Quick tip: if you think you may need replacement windows in the near future, you may want to talk to your contractor about changing both the siding and the windows at the same time to reduce labor costs.

Pros of Vinyl Siding
Vinyl siding is one of the most affordable siding options, which is probably one of the main reasons it is so commonly used.
• The new generation of vinyl siding is very durable, fade resistant and low-maintenance. You will never have to worry about painting or staining it and it is easy to clean with the garden hose and a gentle cleaner once or twice a year.
• A wide variety of colors and finishes are available since this is a manufactured product. You can get the look of wood, shakes, shingles and even logs or brick.
• Vinyl siding comes with a warranty. Of course, the warranty will vary depending on the manufacturer, so factor this into your decision when choosing your siding.
Insulated vinyl siding is backed by an insulating material, such as foam, to improve your home’s R-Value, saving energy and cutting down on your heating and cooling bills. This is a higher end siding and will cost a bit more up front.

Cons of Vinyl Siding
Older vinyl siding was prone to fading, cracking and warping over time. However, since siding has gone through so many improvements over the past decades, this point is no longer particularly valid when considering modern vinyl siding. Just be sure to buy from a reputable manufacturer.

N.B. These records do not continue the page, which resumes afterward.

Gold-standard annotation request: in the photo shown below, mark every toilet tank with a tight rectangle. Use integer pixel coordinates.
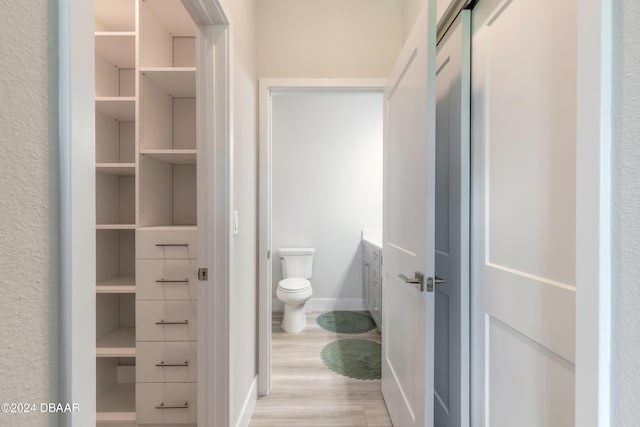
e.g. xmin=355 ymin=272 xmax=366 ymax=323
xmin=278 ymin=248 xmax=316 ymax=279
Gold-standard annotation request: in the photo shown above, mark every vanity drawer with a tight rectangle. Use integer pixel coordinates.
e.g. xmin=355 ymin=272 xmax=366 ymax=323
xmin=136 ymin=301 xmax=198 ymax=341
xmin=136 ymin=383 xmax=198 ymax=424
xmin=136 ymin=227 xmax=198 ymax=259
xmin=136 ymin=341 xmax=198 ymax=383
xmin=136 ymin=259 xmax=198 ymax=300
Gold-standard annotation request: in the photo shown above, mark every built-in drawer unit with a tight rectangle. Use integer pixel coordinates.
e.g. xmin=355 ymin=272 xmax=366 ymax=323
xmin=136 ymin=341 xmax=198 ymax=383
xmin=136 ymin=301 xmax=198 ymax=341
xmin=136 ymin=383 xmax=198 ymax=424
xmin=136 ymin=227 xmax=198 ymax=259
xmin=136 ymin=259 xmax=198 ymax=300
xmin=362 ymin=240 xmax=382 ymax=329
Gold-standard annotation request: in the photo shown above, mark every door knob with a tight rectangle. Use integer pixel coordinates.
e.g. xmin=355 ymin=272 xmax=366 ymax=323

• Vinyl is sensitive to heat, making it a less appealing option near the barbecue, grill or other heat sources.
• Additionally, its heat sensitivity can also make it more flammable in the case of a house fire.
• Vinyl siding is not a very good choice environmentally. When it comes to replacing it, it is rarely recycled and cannot be burned, as it will release toxic gases so it just ends up cluttering up the landfills.
• Aesthetically, many people consider vinyl siding to be less attractive than some of the other cladding options.
• Although you can buy siding that looks like wood, that doesn’t make it wood. If you live in a historic home, replacing your wood cladding with siding can reduce the historical value of the house.